Unintended Backend overload detection

ikegam · March 19, 2025, 7:28am

The backoff process during backend overload is implemented using exceptions when writing to InfluxDB. However, even when InfluxDB returns a type exception, the query limit counter still increases. As you know, once InfluxDB creates a value in a field, its type is fixed. Therefore, in a long-term OpenEMS operation with various versions of Edge, data types can become inconsistent.

On the backend side, there is code that casts types when a type exception occurs. The backend also has a filter that modifies the data format to match the type required by InfluxDB. In this kind of environment, when the backend is restarted, if the system is unlucky, the process of registering type casting to the filter can repeatedly increase the query limit counter, eventually leading to a service outage.

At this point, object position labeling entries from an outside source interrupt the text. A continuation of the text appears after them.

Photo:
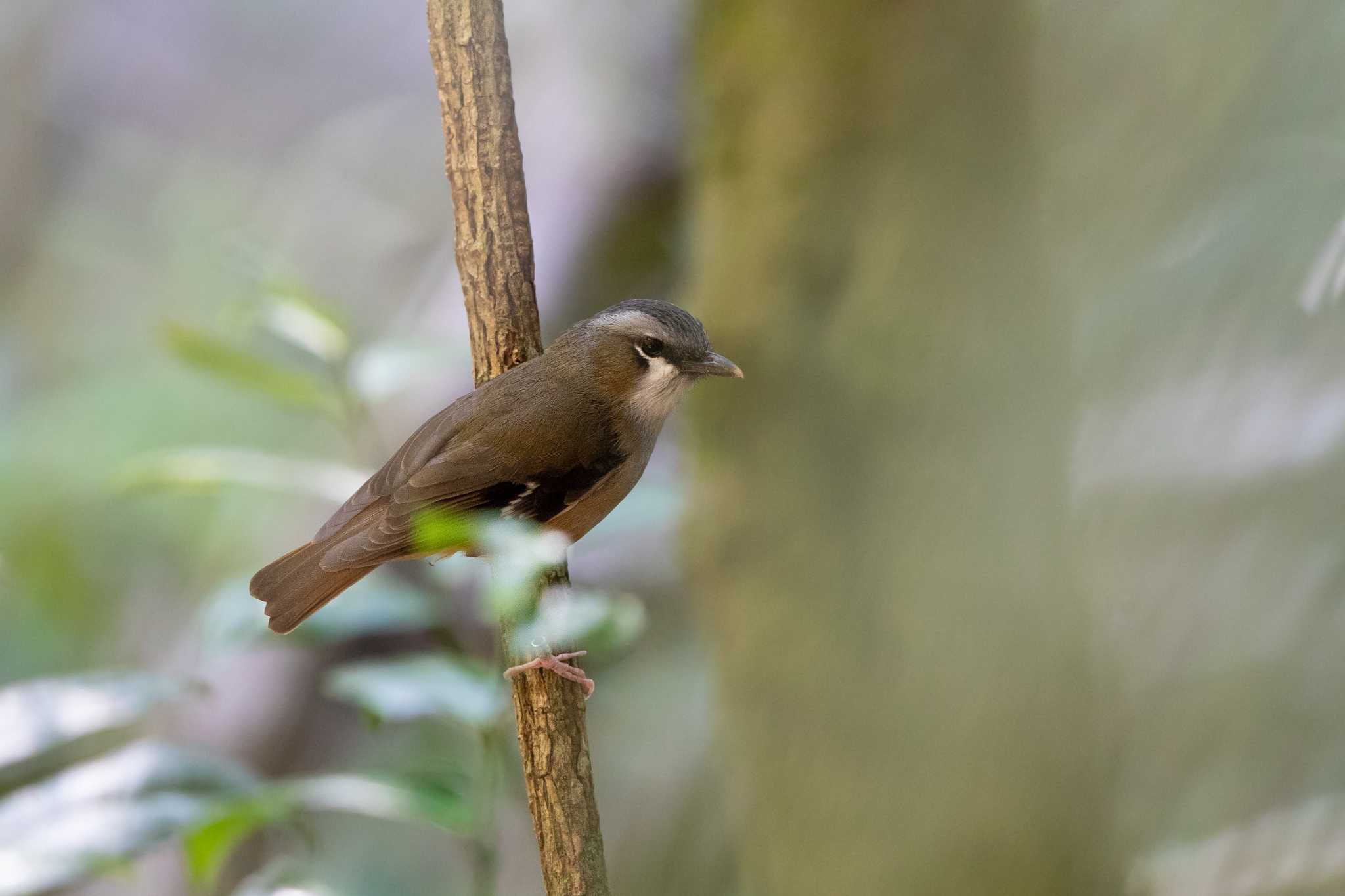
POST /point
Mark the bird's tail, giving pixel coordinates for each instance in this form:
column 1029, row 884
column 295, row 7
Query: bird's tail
column 295, row 587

To solve this issue, I have created the following PR, but I am not very confident about it. How do most people in the community approach this problem?

github.com/OpenEMS/openems

Improve querylimit handling to avoid unintended increment due to type conflicts

develop ← girasolenergy:fix-querylimit

opened 06:40AM - 17 Mar 25 UTC

ikegam

+25 -19

Previously, the backend incremented querylimit even for type conflicts in Influx…DB queries. Since querylimit should only reflect actual overload cases, this change modifies the handling logic to prevent increments caused solely by type conflicts. I have tested this PR, and it appears to be working as expected. However, since this affects a core part of the backend functionality, I'm opening it initially as a Draft PR for further review and discussion.

In our case, when we recently changed MeasuringEVCS to ElectricityMeter for EVCS, the OCPP /Frequency value changed from float to int. As a result, we had to rely heavily on this backend functionality to handle data from multiple Edge devices.

ikegam · March 19, 2025, 10:40am

Thank you very much to keep clean on this forum!! @sn0w3y

Sn0w3y · March 19, 2025, 7:42pm

Hello,

no Problem - even if i need to say, that i would appreciate that more, if you join the Assosiation while still using OpenEMS Commercially

Greetings!

ikegam · March 19, 2025, 10:46pm

Our company has been in the process of joining the Association. I will now check the current status. Thanks again.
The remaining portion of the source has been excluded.